Il y a aussi Gershon, tout droit venu des années soixante-dix et de Woodstock, qui traîne dans sa tenue de hippie revue et corrigée, le chef couvert de la calotte multicolore des juifs de Boukhara.
Prunelles dansantes et barbiche tressautante, il caracole aux quatre vents comme un père Noël juif.
Et ce hassid de Breslav étique, tout de noir vêtu, qui fait les cent pas sous les portes des murs dans l’obscurité, récitant force psaumes en tortillant les quelques poils de sa barbe, en pleine méditation transcendentale. Et puis voilà Yehia, le Yéménite, qui approche.
Lui, c’est dans les atours de ses ancêtres qu’il a choisi de se vêtir: enturbanné, une djellaba plutôt crasseuse flottant au vent et, hiver comme été, des sandales. Il avait élu domicile dans les ruines de l’hospice allemand qui se dressent juste au-dessus du Mur, mais la police l’en a chassé.
C’est un grand bénisseur devant l’Eternel, Yehia: il distribue ses bénédictions comme d’autres leurs bonbons, sans vous demander votre avis. Avec un accent yéménite prononcé, il octroie consciencieusement, en les marmonnant d’une seule traite sur la tête baissés des heureux bénéficiaires, les bénédictions d’Abraham, d’Isaac et de Jacob… jusqu’à ce qu’il trouve une autre âme en peine avide de son zèle sacré.
Du haut des marches, Amnon monte la garde. Jour et nuit, hiver comme été, il erre dans la Vieille Ville, dans son complet-veston gris, dûment cravaté et chapeauté. Il se tient là des heures, dans l’oisiveté la plus totale, se contentant de garder le mont du Temple dans son champ de mire. Attend-il le messie ? Fait-il pénitence ? Nul ne le sait, nul ne lui adresse jamais la parole, à Amnon. Il est tout simplement là, sentinelle muette de la mission mystérieuse qu’il s’est assignée.

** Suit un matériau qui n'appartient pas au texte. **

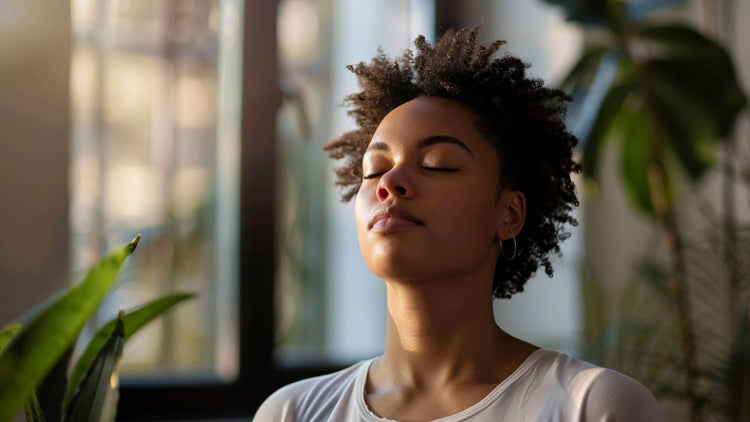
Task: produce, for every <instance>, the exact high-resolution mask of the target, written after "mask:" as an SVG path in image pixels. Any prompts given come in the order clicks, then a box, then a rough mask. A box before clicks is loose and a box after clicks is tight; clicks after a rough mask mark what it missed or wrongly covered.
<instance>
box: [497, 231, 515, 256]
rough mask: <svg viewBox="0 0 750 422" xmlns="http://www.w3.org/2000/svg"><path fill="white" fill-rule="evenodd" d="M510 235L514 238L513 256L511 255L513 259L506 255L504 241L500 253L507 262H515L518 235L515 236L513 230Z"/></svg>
mask: <svg viewBox="0 0 750 422" xmlns="http://www.w3.org/2000/svg"><path fill="white" fill-rule="evenodd" d="M510 235H511V236H513V255H511V257H510V258H508V257H507V256H506V255H505V250H504V249H503V241H502V240H501V241H500V253H501V254H502V255H503V258H505V259H506V260H508V261H512V260H513V258H515V257H516V249H517V245H516V235H514V234H513V230H511V231H510Z"/></svg>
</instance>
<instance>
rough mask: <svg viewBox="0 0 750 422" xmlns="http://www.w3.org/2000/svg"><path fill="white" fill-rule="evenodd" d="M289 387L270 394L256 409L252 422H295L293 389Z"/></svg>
mask: <svg viewBox="0 0 750 422" xmlns="http://www.w3.org/2000/svg"><path fill="white" fill-rule="evenodd" d="M294 387H296V386H294V385H289V386H286V387H284V388H281V389H279V390H277V391H276V392H275V393H273V394H271V395H270V396H269V397H268V398H267V399H266V400H265V401H264V402H263V403H262V404H261V405H260V407H259V408H258V411H257V412H255V416H254V417H253V422H267V421H278V422H295V421H296V420H297V418H296V409H295V405H294V403H295V400H294V397H295V391H294V390H295V388H294Z"/></svg>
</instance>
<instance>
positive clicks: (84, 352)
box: [0, 236, 192, 422]
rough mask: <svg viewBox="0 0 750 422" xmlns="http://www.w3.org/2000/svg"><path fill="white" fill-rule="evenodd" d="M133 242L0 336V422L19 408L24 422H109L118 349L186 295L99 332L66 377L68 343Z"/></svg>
mask: <svg viewBox="0 0 750 422" xmlns="http://www.w3.org/2000/svg"><path fill="white" fill-rule="evenodd" d="M139 239H140V236H138V237H136V238H135V239H134V240H133V241H132V242H131V243H129V244H128V245H126V246H124V247H122V248H119V249H117V250H115V251H113V252H111V253H110V254H109V255H107V256H106V257H104V258H103V259H101V260H100V261H99V262H98V263H97V264H95V265H94V266H93V267H92V268H91V269H90V270H89V272H88V274H87V275H86V277H85V278H84V279H83V280H82V281H81V282H80V283H77V284H76V285H74V286H72V287H71V288H69V289H68V290H66V291H64V292H62V293H61V294H59V295H58V296H56V297H53V298H52V299H50V300H49V301H47V302H45V303H43V304H41V305H38V306H37V307H35V308H33V309H31V310H30V311H29V312H27V313H26V314H25V315H23V316H22V317H20V318H19V319H18V320H17V321H16V322H14V323H12V324H11V325H9V326H7V327H5V328H4V329H2V330H0V421H2V422H6V421H10V420H11V418H12V417H13V416H14V414H15V413H16V412H17V411H18V410H19V409H20V408H21V407H23V408H24V410H25V414H26V420H27V422H62V421H66V422H67V421H69V422H74V421H75V422H86V421H114V419H115V415H116V411H117V389H118V382H117V381H118V377H117V366H118V363H119V360H120V357H121V355H122V349H123V346H124V343H125V341H127V339H128V338H130V336H131V335H133V334H134V333H135V332H136V331H137V330H138V329H140V328H141V327H142V326H144V325H145V324H146V323H148V322H149V321H151V320H153V319H154V318H156V317H157V316H159V315H161V314H162V313H163V312H165V311H167V310H168V309H170V308H171V307H172V306H174V305H176V304H177V303H180V302H182V301H183V300H186V299H188V298H190V297H192V295H191V294H185V293H178V294H173V295H169V296H166V297H163V298H161V299H158V300H155V301H152V302H149V303H147V304H144V305H142V306H140V307H138V308H136V309H133V310H131V311H128V312H124V311H120V313H119V315H118V317H116V318H114V319H113V320H112V321H110V322H109V323H107V324H105V325H104V326H103V327H101V328H100V329H99V331H98V332H97V333H96V334H95V336H94V337H93V338H92V339H91V341H90V342H89V344H88V346H87V347H86V349H85V350H84V352H83V353H82V354H81V356H80V357H79V358H78V360H77V361H76V363H75V364H74V365H73V366H72V369H71V370H70V371H68V367H69V366H70V363H71V357H72V352H73V347H74V345H75V341H76V339H77V337H78V335H79V334H80V332H81V330H82V329H83V327H84V325H85V324H86V322H87V321H88V320H89V318H91V316H92V315H93V314H94V312H95V311H96V309H97V308H98V306H99V304H100V303H101V301H102V299H103V298H104V296H105V295H106V294H107V292H108V291H109V290H110V289H111V288H112V287H113V286H114V282H115V278H116V276H117V272H118V270H119V268H120V266H121V265H122V263H123V261H124V260H125V258H126V257H128V256H129V255H130V254H131V253H132V252H133V251H134V250H135V248H136V246H137V245H138V241H139Z"/></svg>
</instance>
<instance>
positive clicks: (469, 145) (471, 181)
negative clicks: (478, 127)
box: [354, 97, 508, 281]
mask: <svg viewBox="0 0 750 422" xmlns="http://www.w3.org/2000/svg"><path fill="white" fill-rule="evenodd" d="M476 120H477V115H476V114H475V113H474V112H473V111H472V110H471V109H470V108H468V107H466V106H464V105H462V104H460V103H458V102H455V101H452V100H448V99H444V98H438V97H419V98H417V99H415V100H412V101H410V102H408V103H405V104H403V105H401V106H399V107H398V108H396V109H394V110H393V111H391V112H390V113H389V114H388V115H387V116H386V117H385V118H384V119H383V121H382V122H381V123H380V125H379V126H378V128H377V130H376V131H375V134H374V135H373V137H372V140H371V141H370V144H369V146H368V149H367V152H366V153H365V155H364V157H363V169H362V170H363V173H362V174H363V176H364V179H363V181H362V185H361V187H360V189H359V192H358V193H357V196H356V199H355V204H354V207H355V218H356V221H357V234H358V237H359V245H360V249H361V250H362V255H363V256H364V259H365V262H366V263H367V266H368V267H369V268H370V270H371V271H372V272H373V273H375V274H376V275H377V276H379V277H381V278H384V279H398V280H402V281H406V280H422V279H429V278H436V277H437V278H452V277H457V276H458V277H461V276H466V275H471V274H475V273H477V272H478V271H481V272H484V273H486V272H487V271H489V275H490V276H491V275H492V272H493V271H494V268H495V262H496V259H497V254H498V252H499V247H498V243H497V241H496V236H498V237H501V238H505V237H506V236H503V235H501V232H502V230H503V228H504V227H503V218H505V217H506V214H507V210H508V204H507V202H508V201H506V199H505V198H506V196H505V195H499V193H500V191H499V171H500V170H499V163H498V156H497V153H496V152H495V149H494V148H492V146H490V144H489V143H488V142H487V141H486V140H485V138H484V137H483V136H482V135H481V134H480V133H479V131H478V130H477V128H476V126H475V121H476Z"/></svg>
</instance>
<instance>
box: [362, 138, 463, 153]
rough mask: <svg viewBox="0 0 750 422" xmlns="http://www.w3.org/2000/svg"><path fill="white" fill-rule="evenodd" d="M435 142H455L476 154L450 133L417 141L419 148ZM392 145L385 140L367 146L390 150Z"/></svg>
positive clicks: (376, 149)
mask: <svg viewBox="0 0 750 422" xmlns="http://www.w3.org/2000/svg"><path fill="white" fill-rule="evenodd" d="M435 144H453V145H458V146H459V147H461V148H463V149H465V150H466V152H468V153H469V155H471V156H472V157H473V156H474V154H472V153H471V150H470V149H469V147H467V146H466V144H465V143H463V142H461V141H459V140H458V139H456V138H454V137H452V136H448V135H435V136H430V137H429V138H425V139H422V140H421V141H419V142H418V143H417V148H419V149H422V148H427V147H428V146H431V145H435ZM390 150H391V147H390V145H388V144H386V143H385V142H373V143H371V144H370V145H369V146H368V147H367V151H365V152H368V151H390Z"/></svg>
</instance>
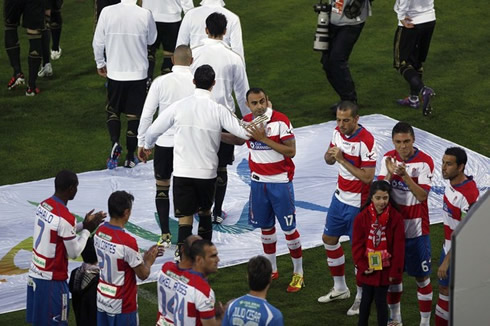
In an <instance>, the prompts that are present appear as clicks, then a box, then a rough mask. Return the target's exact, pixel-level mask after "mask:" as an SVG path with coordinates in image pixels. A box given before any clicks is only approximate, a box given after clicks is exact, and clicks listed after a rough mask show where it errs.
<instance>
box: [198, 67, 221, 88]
mask: <svg viewBox="0 0 490 326" xmlns="http://www.w3.org/2000/svg"><path fill="white" fill-rule="evenodd" d="M215 77H216V74H215V73H214V69H213V67H211V66H210V65H202V66H200V67H199V68H197V69H196V72H195V73H194V83H195V84H196V88H202V89H210V88H211V86H213V83H214V79H215Z"/></svg>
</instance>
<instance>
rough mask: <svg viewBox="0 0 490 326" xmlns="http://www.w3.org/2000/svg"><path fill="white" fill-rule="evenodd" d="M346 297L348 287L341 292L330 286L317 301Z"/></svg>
mask: <svg viewBox="0 0 490 326" xmlns="http://www.w3.org/2000/svg"><path fill="white" fill-rule="evenodd" d="M348 298H350V291H349V289H347V290H345V291H343V292H339V291H337V290H335V289H334V288H332V289H331V290H330V292H328V293H327V294H326V295H324V296H322V297H319V298H318V302H321V303H327V302H330V301H334V300H342V299H348Z"/></svg>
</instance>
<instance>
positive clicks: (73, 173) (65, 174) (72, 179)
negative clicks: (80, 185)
mask: <svg viewBox="0 0 490 326" xmlns="http://www.w3.org/2000/svg"><path fill="white" fill-rule="evenodd" d="M73 186H78V177H77V175H76V174H75V173H73V172H71V171H68V170H61V171H60V172H58V174H56V177H55V178H54V189H55V191H56V192H64V191H67V190H68V189H69V188H70V187H73Z"/></svg>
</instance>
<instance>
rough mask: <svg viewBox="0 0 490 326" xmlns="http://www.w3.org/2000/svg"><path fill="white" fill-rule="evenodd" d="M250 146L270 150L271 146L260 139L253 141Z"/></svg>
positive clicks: (250, 147) (252, 147)
mask: <svg viewBox="0 0 490 326" xmlns="http://www.w3.org/2000/svg"><path fill="white" fill-rule="evenodd" d="M250 148H251V149H253V150H256V151H263V150H270V149H271V148H270V147H269V146H268V145H266V144H264V143H263V142H260V141H251V142H250Z"/></svg>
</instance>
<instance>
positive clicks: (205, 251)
mask: <svg viewBox="0 0 490 326" xmlns="http://www.w3.org/2000/svg"><path fill="white" fill-rule="evenodd" d="M206 246H209V247H212V246H214V243H212V242H211V240H208V239H200V240H196V241H194V242H193V243H192V245H191V248H190V251H189V253H190V255H189V256H190V258H191V260H192V261H193V262H195V261H196V258H197V256H200V257H203V258H205V256H206V251H205V250H204V248H205V247H206Z"/></svg>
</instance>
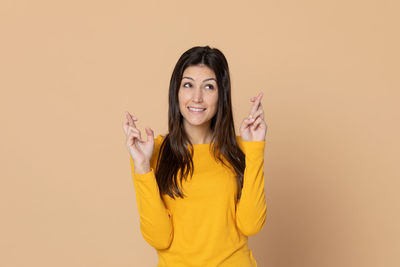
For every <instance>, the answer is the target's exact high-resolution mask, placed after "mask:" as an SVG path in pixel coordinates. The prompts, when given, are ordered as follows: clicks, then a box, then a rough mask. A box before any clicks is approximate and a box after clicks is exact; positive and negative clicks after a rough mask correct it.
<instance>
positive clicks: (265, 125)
mask: <svg viewBox="0 0 400 267" xmlns="http://www.w3.org/2000/svg"><path fill="white" fill-rule="evenodd" d="M262 97H263V93H260V94H258V96H257V97H252V98H251V99H250V101H251V102H254V104H253V106H252V108H251V110H250V114H249V117H247V118H245V119H244V120H243V122H242V125H241V126H240V136H241V137H242V140H243V141H265V136H266V134H267V124H266V123H265V121H264V110H263V108H262V105H261V98H262Z"/></svg>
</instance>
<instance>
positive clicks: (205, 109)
mask: <svg viewBox="0 0 400 267" xmlns="http://www.w3.org/2000/svg"><path fill="white" fill-rule="evenodd" d="M189 109H190V110H193V111H203V110H206V109H205V108H192V107H189Z"/></svg>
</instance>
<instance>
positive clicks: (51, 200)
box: [0, 0, 400, 267]
mask: <svg viewBox="0 0 400 267" xmlns="http://www.w3.org/2000/svg"><path fill="white" fill-rule="evenodd" d="M399 7H400V4H399V1H396V0H383V1H378V0H371V1H370V0H367V1H354V0H351V1H348V0H346V1H345V0H339V1H317V0H305V1H295V0H288V1H278V0H272V1H247V2H244V1H127V0H125V1H123V0H115V1H93V0H91V1H82V0H79V1H77V0H73V1H50V0H48V1H43V0H38V1H28V0H26V1H21V0H15V1H8V0H5V1H1V3H0V33H1V41H0V89H1V97H0V101H1V102H0V119H1V120H0V123H1V124H0V126H1V131H0V142H1V144H0V145H1V149H0V162H1V168H0V179H1V180H0V181H1V184H0V212H1V219H0V266H4V267H22V266H38V267H39V266H40V267H53V266H57V267H71V266H74V267H111V266H113V267H114V266H121V267H122V266H124V267H128V266H143V267H150V266H155V265H156V263H157V261H158V259H157V255H156V251H155V250H154V249H153V248H152V247H151V246H150V245H148V244H147V243H146V242H145V241H144V239H143V237H142V235H141V233H140V226H139V214H138V211H137V206H136V200H135V191H134V186H133V182H132V176H131V169H130V164H129V154H128V151H127V149H126V147H125V134H124V133H123V130H122V122H123V120H124V118H125V115H124V114H125V111H130V112H131V113H132V114H134V115H135V116H137V117H138V118H139V121H138V127H139V129H141V130H142V134H144V132H143V131H144V127H145V126H150V127H152V128H153V129H154V131H155V134H156V135H158V134H163V133H166V131H167V110H168V105H167V96H168V86H169V79H170V76H171V73H172V70H173V67H174V65H175V63H176V61H177V60H178V58H179V56H180V55H181V54H182V53H183V52H184V51H186V50H187V49H189V48H191V47H193V46H197V45H201V46H203V45H210V46H211V47H216V48H218V49H220V50H221V51H222V52H223V53H224V54H225V55H226V57H227V59H228V62H229V66H230V71H231V78H232V101H233V109H234V117H235V126H236V130H237V132H238V128H239V125H240V122H241V121H242V119H243V118H244V117H245V116H247V114H248V112H249V110H250V107H251V102H250V101H249V99H250V97H252V96H256V94H257V93H258V92H260V91H262V92H264V97H263V101H262V103H263V106H264V112H265V118H266V122H267V124H268V132H267V139H266V150H265V181H266V182H265V192H266V197H267V206H268V215H267V222H266V224H265V225H264V228H263V229H262V231H261V232H260V233H259V234H258V235H256V236H251V237H249V247H250V248H251V249H252V250H253V254H254V257H255V258H256V260H257V262H258V264H259V266H261V267H264V266H265V267H347V266H348V267H358V266H359V267H375V266H379V267H395V266H400V254H399V251H400V229H399V225H400V208H399V203H400V194H399V193H398V192H399V190H400V182H399V180H400V172H399V167H398V164H399V149H400V142H399V136H400V131H399V130H400V125H399V122H400V120H399V114H400V110H399V106H398V102H399V97H400V93H399V89H400V83H399V73H400V69H399V62H400V57H399V47H400V42H399V25H400V20H399V16H398V14H399ZM144 136H145V135H144Z"/></svg>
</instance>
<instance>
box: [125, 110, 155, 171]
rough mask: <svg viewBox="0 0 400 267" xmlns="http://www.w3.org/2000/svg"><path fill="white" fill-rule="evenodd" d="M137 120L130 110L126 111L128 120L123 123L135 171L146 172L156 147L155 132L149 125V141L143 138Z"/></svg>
mask: <svg viewBox="0 0 400 267" xmlns="http://www.w3.org/2000/svg"><path fill="white" fill-rule="evenodd" d="M137 120H138V119H137V118H135V117H133V116H132V115H131V114H130V113H129V112H126V120H125V121H124V125H123V128H124V132H125V134H126V146H127V148H128V151H129V153H130V155H131V157H132V159H133V162H134V164H135V172H136V173H146V172H149V171H150V159H151V156H152V154H153V149H154V132H153V130H152V129H151V128H149V127H147V128H146V134H147V141H144V140H142V137H141V134H140V131H139V130H138V129H137V128H136V125H135V121H137Z"/></svg>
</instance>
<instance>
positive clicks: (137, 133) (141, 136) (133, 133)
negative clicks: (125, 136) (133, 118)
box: [129, 127, 143, 142]
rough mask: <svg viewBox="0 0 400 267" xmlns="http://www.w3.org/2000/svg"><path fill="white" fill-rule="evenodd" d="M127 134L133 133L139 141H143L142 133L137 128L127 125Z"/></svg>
mask: <svg viewBox="0 0 400 267" xmlns="http://www.w3.org/2000/svg"><path fill="white" fill-rule="evenodd" d="M129 134H135V136H138V139H139V141H141V142H143V140H142V135H141V133H140V131H139V130H138V129H137V128H133V127H129Z"/></svg>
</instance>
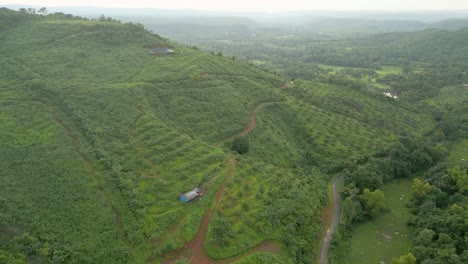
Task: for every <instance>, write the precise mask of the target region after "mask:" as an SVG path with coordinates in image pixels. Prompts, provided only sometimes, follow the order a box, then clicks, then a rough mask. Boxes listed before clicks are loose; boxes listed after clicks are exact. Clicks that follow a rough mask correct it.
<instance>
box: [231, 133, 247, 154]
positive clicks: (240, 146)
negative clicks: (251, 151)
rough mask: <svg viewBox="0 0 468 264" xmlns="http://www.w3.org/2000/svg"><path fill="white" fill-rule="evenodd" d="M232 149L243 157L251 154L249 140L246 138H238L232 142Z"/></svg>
mask: <svg viewBox="0 0 468 264" xmlns="http://www.w3.org/2000/svg"><path fill="white" fill-rule="evenodd" d="M231 149H232V150H233V151H236V152H237V153H239V154H241V155H243V154H245V153H247V152H249V149H250V145H249V140H248V139H247V138H246V137H237V138H235V139H234V140H233V141H232V145H231Z"/></svg>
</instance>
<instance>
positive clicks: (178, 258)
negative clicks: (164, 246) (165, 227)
mask: <svg viewBox="0 0 468 264" xmlns="http://www.w3.org/2000/svg"><path fill="white" fill-rule="evenodd" d="M290 101H291V99H290V98H289V97H288V99H287V100H286V101H273V102H264V103H260V104H258V105H257V106H255V107H254V108H253V110H252V111H251V113H250V115H249V123H248V124H247V126H246V127H245V128H244V130H242V131H241V132H239V133H237V134H235V135H232V136H229V137H227V138H224V139H223V140H221V141H219V142H218V143H216V145H217V146H219V145H221V144H222V143H224V142H226V141H229V140H231V139H234V138H236V137H241V136H245V135H246V134H247V133H249V132H250V131H252V130H253V129H254V128H255V124H256V120H255V114H256V113H257V111H258V110H259V109H260V108H262V107H263V106H265V105H269V104H275V103H289V102H290ZM234 169H235V160H234V157H233V156H231V155H229V158H228V171H227V176H226V179H225V180H224V182H223V183H222V184H221V187H220V188H219V190H218V192H217V193H216V197H215V205H214V207H213V208H211V209H210V210H209V211H208V212H206V213H205V215H203V218H202V221H201V223H200V227H199V229H198V232H197V234H196V235H195V237H194V238H193V239H192V240H191V241H189V242H188V243H186V244H185V246H184V247H183V248H180V249H178V250H175V251H172V252H169V253H167V254H165V255H164V256H163V261H162V263H165V264H169V263H173V262H175V261H177V260H181V259H190V263H192V264H228V263H232V262H235V261H237V260H239V259H241V258H242V257H245V256H249V255H251V254H254V253H257V252H271V253H275V254H280V253H281V247H280V245H279V244H278V242H276V241H270V240H266V241H262V242H260V243H259V244H258V245H256V246H255V247H254V248H252V249H251V250H250V251H248V252H247V253H245V254H242V255H239V256H235V257H232V258H228V259H224V260H214V259H212V258H210V257H209V256H208V254H207V253H206V251H205V250H204V248H203V244H204V242H205V237H206V234H207V232H208V226H209V224H210V222H211V218H212V217H213V215H214V213H215V211H216V208H217V207H218V204H219V201H220V200H221V197H222V196H223V193H224V189H225V188H226V186H227V184H228V183H229V181H230V179H231V178H232V174H233V171H234ZM153 260H154V259H152V258H151V257H150V258H148V259H147V262H152V261H153Z"/></svg>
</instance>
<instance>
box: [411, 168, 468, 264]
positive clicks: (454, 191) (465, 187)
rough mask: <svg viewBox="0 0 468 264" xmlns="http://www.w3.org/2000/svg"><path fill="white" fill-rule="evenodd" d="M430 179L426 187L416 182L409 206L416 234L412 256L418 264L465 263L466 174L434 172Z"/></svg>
mask: <svg viewBox="0 0 468 264" xmlns="http://www.w3.org/2000/svg"><path fill="white" fill-rule="evenodd" d="M428 176H429V178H428V180H427V181H426V182H425V183H424V182H422V181H420V180H419V179H416V180H415V181H414V184H413V189H412V192H411V200H410V203H409V204H408V206H409V207H410V209H411V213H412V214H413V215H412V217H411V219H410V222H409V224H410V225H411V226H412V227H413V228H414V229H415V230H416V234H417V236H416V238H415V239H414V240H413V246H412V249H411V253H412V254H413V255H414V256H415V257H416V260H417V261H416V263H465V262H466V261H467V260H468V258H467V254H466V248H467V244H466V243H467V241H466V239H465V234H466V232H467V231H468V229H467V228H468V227H467V225H466V219H467V217H468V210H467V208H466V206H467V203H466V193H467V191H466V190H467V188H468V173H467V170H466V169H462V168H460V167H454V168H451V169H447V170H446V171H444V170H442V171H440V172H436V171H434V170H432V171H430V172H428Z"/></svg>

Miriam est une “squat”. C’est une petite bonne femme enveloppée d’un châle qui fait des apparitions à toute heure au Mur, poussant devant elle une voiture d’enfant, traînant aussi parfois derrière elle un ou deux gamins. Elle, c’est l’astiqueuse des dalles de l’esplanade. Courtoisement, elle demande à ces dames de se tenir en retrait tandis qu’elle poursuit son dessein insurmontable de laver les dalles avec un chiffon de cuisine.
Les visiteurs non initiés, s’imaginant qu’elle est une employée des services de voirie de la municipalité, s’apitoient sur le sort de cette malheureuse obligée de travailler si dur en plein milieu de la nuit…
Autant de personnages hauts en couleur, qui ne sont conformes ni au canon ni aux Ecritures.
Mais, comme les générations qui les ont précédés, ils sont attirés vers le nombril de l’univers, le pivot des trois religions monothéistes. Ceux qui ont de graves problèmes personnels, des positions outrées ou certaines croyances en l’au-delà, vont immanquablement devenir la proie de ce phénomène unique et encore largement incompris qu’est le syndrome de Jérusalem.